L'industrie automobile marocaine attire un nouvel acteur asiatique. Un équipementier chinois prévoit d'installer une usine près de Tanger, un projet qui renforce la place du pays dans la chaîne de production automobile mondiale.

Un nouveau maillon s'ajoute à la chaîne automobile marocaine. Le groupe chinois Minth, qui fabrique des pièces pour voitures, a annoncé son implantation au Maroc. L'usine, prévue dans la région de Tanger, produira des systèmes d'étanchéité — ces joints en caoutchouc qui empêchent l'eau et l'air d'entrer dans l'habitacle. La production sera destinée au marché européen, selon des annonces repérées par Barlamane.

Ce choix du Maroc n'est pas anodin.

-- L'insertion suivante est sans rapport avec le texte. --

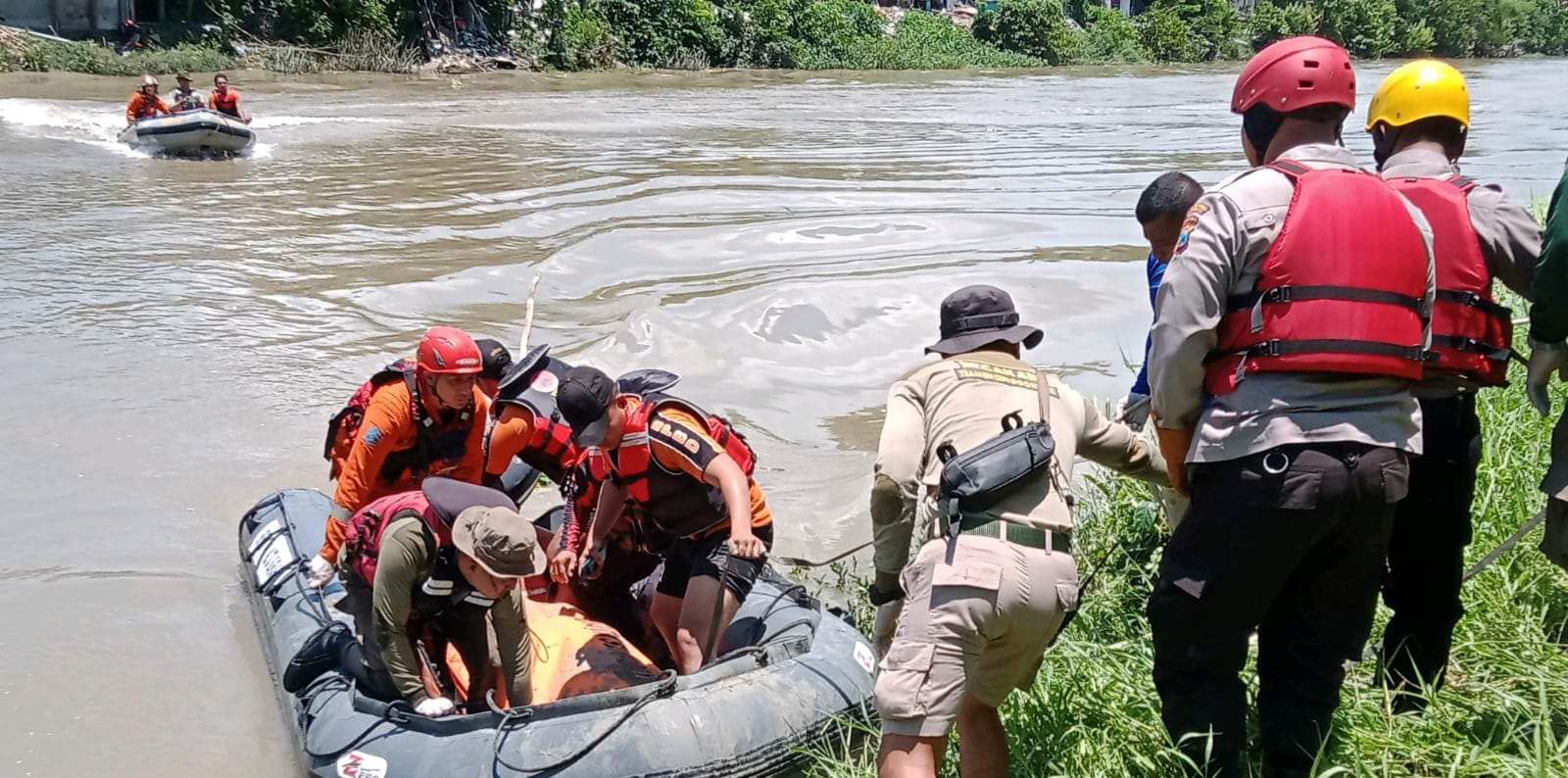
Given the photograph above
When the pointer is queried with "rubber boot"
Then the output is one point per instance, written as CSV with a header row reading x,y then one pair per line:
x,y
318,655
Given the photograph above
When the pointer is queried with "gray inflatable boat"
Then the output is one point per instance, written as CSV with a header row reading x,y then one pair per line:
x,y
788,668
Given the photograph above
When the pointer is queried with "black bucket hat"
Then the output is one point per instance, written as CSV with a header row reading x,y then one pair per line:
x,y
977,316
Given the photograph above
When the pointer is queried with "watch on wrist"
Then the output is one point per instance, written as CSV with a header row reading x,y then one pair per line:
x,y
882,597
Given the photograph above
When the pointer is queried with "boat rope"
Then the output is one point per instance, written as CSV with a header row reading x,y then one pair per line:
x,y
396,712
1512,540
521,715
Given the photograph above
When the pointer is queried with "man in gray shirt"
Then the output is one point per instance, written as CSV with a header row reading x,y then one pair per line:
x,y
1290,329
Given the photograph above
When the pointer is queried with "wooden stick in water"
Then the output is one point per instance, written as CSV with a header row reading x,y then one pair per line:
x,y
527,317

Le royaume est déjà un acteur clé de l'industrie automobile en Afrique. Pour Minth, rapprocher la production de ses clients européens permet de réduire les coûts et les délais. Les offres d'emploi publiées par le groupe visent des profils en injection plastique et en peinture, ce qui laisse penser que l'usine pourrait faire plus que de l'assemblage, même si le groupe n'a officiellement mentionné que les systèmes d'étanchéité.

Par ailleurs, Minth indique avoir commencé à produire en série un système d'étanchéité pour un modèle Renault vendu en Europe. Mais attention : le rapport ne précise pas si cette production est liée à l'usine marocaine. Les deux annonces apparaissent dans le même document, mais sans lien officiel. Détail intéressant : certaines pièces de ce programme Renault utilisent des matériaux recyclables, une démarche que Minth présente comme un moyen de réduire l'empreinte carbone, sans donner plus de précisions.

Le groupe Minth est en pleine croissance. Son chiffre d'affaires a augmenté de plus de 9% au premier semestre. Une partie importante de ses ventes vient de la zone Europe, Moyen-Orient et Afrique, qui a progressé de 16%. Le groupe attribue cette hausse au succès des voitures électriques et hybrides, un secteur en plein boom.